The shift accelerated in 2018, when BlackRock chairman Larry Fink took stakeholder capitalism’s side in his annual letter to America’s CEOs. He began by saying that with “many governments failing to prepare for the future… society increasingly is turning to the private sector and asking that companies respond to broader societal challenges.” He argued that fiduciary duty to its index investors required BlackRock to engage with portfolio companies and vote on policies addressing climate change, workforce racial and gender diversity, and other ESG causes.
The dominos fell quickly after that. In the previous decade, average support for environmental and social shareholder proposals had steadily risen from around 10% to 20%; in the two years following Fink’s letter, support spiked to 30%. In 2019, the Business Roundtable, a leading business lobbyist association, released a new “Statement on the Purpose of a Corporation” signed by the CEOs of nearly 200 major companies. The sub header summed it up: “Updated Statement Moves Away from Shareholder Primacy, Includes Commitment to All Stakeholders.” Support for environmental and social shareholder proposals further surged after the racial reckoning in the summer of 2020.

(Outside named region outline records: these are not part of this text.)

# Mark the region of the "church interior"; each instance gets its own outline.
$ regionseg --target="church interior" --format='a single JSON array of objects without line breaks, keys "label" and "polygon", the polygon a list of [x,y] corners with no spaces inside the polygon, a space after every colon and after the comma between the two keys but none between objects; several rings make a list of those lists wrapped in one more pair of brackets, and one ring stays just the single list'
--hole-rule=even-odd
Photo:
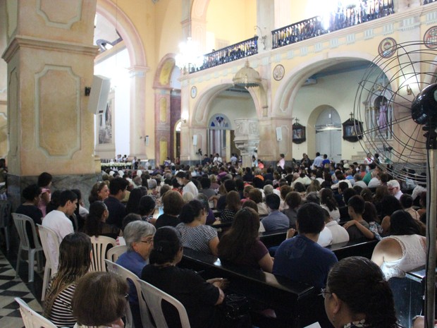
[{"label": "church interior", "polygon": [[[118,154],[154,167],[235,154],[245,167],[371,152],[422,173],[410,108],[437,80],[434,2],[1,0],[8,199],[43,171],[88,195]],[[396,61],[402,44],[412,55]]]}]

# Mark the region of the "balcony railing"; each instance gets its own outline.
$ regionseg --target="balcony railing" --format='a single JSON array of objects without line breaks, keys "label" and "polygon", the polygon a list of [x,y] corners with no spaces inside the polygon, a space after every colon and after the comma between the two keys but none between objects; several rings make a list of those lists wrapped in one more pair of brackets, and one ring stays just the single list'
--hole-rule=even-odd
[{"label": "balcony railing", "polygon": [[357,6],[339,7],[331,13],[329,32],[342,30],[395,13],[393,0],[360,1]]},{"label": "balcony railing", "polygon": [[322,28],[321,17],[315,16],[271,31],[271,47],[279,48],[326,32]]},{"label": "balcony railing", "polygon": [[229,63],[258,54],[258,37],[252,37],[226,48],[204,55],[203,64],[197,68],[190,67],[190,73]]}]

Activists began using the proxy ballot to pass whatever policies the political one could not. New tailwinds lifted them. ISS and Glass-Lewis were acquired by foreign owners with even greater commitments to stakeholder capitalism. Under the Biden Administration, the SEC issued guidelines empowering shareholders to make proposals meant to advance social causes. It cited a desire to implement the Paris Accords’ greenhouse gas reduction targets through the private sector. Emission reduction proposals proliferated.
Jack Bogle had never intended index fund providers to replace governments. Shortly after Fink’s letter, a month before Bogle’s death, he wrote an article warning that the Big Three might soon wield “effective control” over the US stock market, saying “I do not believe that such concentration would serve the national interest.”
His last public words were soon proven right. To own a share of a corporation is to have a say in what it does. Passive investing had transferred that right from Americans to asset managers, and they began to use their say whenever they felt governments weren’t managing society well. The proxy vote had replaced politics.
Now we come to the present, when Strive enters the story. Our goal is simple: use the power of ownership to maximize shareholder value. That was how the shareholder vote was used when the first corporations were created four hundred years ago; that was how it was used a decade ago. And that is how Strive intends to use it for our clients today.